Unemployment and What it Means for Hunger in NYC

by Ashley Baughman

The recession is not likely to end any time soon for most New Yorkers.

This month the Bureau of Labor Statistics reported that the January unemployment rate in New York City was 10.4 percent (almost 412,802 people) — more than double the city’s 4.8 percent unemployment rate at the start of the recession, and higher than the current national rate of 9.7 percent (14.9 million people).

And these figures don’t even include workers who are unemployed but have not looked for a job in the past four weeks or underemployed workers who are seeking full-time work but were forced to take a part-time job. If these groups were included, the US’s total unemployment rolls would include 26.2 million people.

As a result, more people are now trying to fill fewer and fewer jobs. Analysis conducted by the Economic Policy Institute (EPI) found there are now 5.4 workers for every job opening, up from 1.7 at the start of the recession. That means the length of time workers are unemployed is also rising: laid-off workers now spend more time unemployed than at any other time on record — a median of almost five months.

Higher rates of unemployment and poverty mean more people will be forced to choose between food or rent, utilities and other necessities when allocating scarce dollars. January is the sixth, consecutive month of double-digit unemployment in our city, and local soup kitchens and food pantries are already feeling the effects: in the past year, more than 90 percent of our city’s emergency food programs have reported an increase in the number of people seeking assistance.

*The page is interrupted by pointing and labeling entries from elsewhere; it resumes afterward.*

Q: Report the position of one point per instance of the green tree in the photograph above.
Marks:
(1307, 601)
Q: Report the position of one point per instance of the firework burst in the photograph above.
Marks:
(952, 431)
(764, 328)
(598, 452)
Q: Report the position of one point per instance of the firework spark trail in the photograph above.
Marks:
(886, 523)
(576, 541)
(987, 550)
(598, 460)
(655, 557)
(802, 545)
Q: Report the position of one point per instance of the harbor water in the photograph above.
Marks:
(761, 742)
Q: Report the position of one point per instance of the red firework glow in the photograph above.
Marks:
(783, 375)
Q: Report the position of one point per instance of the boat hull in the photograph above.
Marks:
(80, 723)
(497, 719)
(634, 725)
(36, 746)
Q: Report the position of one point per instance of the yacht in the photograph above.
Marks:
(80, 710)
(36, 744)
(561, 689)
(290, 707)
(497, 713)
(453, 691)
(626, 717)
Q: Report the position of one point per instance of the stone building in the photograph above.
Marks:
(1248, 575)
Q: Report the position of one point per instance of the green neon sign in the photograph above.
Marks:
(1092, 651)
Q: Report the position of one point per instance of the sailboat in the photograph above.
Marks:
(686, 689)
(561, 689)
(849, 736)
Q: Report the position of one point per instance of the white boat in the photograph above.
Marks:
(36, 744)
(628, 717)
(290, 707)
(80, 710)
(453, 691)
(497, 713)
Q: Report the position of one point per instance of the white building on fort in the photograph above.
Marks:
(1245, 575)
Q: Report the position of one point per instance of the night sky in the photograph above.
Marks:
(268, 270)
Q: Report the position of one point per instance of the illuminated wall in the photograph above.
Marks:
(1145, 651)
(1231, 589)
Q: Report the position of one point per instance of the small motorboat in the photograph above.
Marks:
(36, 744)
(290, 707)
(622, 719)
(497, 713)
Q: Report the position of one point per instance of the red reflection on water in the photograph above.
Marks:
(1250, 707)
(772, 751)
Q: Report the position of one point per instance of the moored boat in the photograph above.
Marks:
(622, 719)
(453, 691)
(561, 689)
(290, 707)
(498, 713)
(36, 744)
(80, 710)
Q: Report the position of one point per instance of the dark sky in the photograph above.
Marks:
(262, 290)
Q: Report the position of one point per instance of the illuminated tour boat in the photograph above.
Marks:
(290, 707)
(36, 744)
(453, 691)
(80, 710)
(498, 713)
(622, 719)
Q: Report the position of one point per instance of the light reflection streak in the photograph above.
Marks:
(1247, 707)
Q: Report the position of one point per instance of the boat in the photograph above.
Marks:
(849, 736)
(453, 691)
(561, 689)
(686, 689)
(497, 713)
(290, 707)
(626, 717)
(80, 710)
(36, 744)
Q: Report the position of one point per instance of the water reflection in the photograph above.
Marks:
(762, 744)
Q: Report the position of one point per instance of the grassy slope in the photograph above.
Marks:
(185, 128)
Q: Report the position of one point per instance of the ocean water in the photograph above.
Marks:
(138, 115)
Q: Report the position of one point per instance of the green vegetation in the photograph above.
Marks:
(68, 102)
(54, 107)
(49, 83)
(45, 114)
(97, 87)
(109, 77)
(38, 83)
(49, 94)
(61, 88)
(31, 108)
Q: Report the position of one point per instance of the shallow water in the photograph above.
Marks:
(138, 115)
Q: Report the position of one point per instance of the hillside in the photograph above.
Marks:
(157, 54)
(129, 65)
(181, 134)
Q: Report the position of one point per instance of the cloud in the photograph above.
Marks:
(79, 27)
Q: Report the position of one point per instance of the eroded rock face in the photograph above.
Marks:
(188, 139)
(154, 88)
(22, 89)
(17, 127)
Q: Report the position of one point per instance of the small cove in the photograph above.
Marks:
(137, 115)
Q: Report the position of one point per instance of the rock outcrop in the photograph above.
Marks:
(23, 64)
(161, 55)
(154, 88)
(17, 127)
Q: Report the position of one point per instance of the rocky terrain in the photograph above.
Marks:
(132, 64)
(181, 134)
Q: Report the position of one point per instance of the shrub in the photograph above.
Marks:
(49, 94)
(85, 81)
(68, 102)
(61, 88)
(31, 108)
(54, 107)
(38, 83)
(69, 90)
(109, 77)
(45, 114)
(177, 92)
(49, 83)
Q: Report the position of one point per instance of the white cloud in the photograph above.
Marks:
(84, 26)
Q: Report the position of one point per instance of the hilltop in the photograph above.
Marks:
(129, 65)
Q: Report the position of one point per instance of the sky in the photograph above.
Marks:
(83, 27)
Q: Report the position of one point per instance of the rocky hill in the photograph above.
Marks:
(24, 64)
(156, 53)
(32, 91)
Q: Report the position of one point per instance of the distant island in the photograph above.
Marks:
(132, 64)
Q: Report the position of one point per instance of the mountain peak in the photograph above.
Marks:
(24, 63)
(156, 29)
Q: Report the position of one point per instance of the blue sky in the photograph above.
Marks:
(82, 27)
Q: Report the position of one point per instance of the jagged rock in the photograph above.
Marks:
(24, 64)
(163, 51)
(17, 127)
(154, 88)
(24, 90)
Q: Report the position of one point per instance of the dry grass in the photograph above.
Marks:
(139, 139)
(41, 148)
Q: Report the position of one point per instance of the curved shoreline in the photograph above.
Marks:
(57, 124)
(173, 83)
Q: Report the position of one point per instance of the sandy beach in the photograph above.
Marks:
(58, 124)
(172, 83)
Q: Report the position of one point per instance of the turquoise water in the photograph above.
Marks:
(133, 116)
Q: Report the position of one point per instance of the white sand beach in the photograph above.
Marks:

Alleviating hunger caused by high unemployment in New York City will require the preservation — even the expansion — of safety nets like the city’s Emergency Food Assistance Program (EFAP), which provides food to hundreds of soup kitchens and food pantries.

It will require the implementation of policies like Universal School Meals, which help more children from low-income families gain access to needed food while creating jobs in school kitchens and cafeterias.

And it will require the implementation of sustainable solutions — a living wage, more affordable housing and lower health care costs — that would help struggling families afford food, even during difficult times.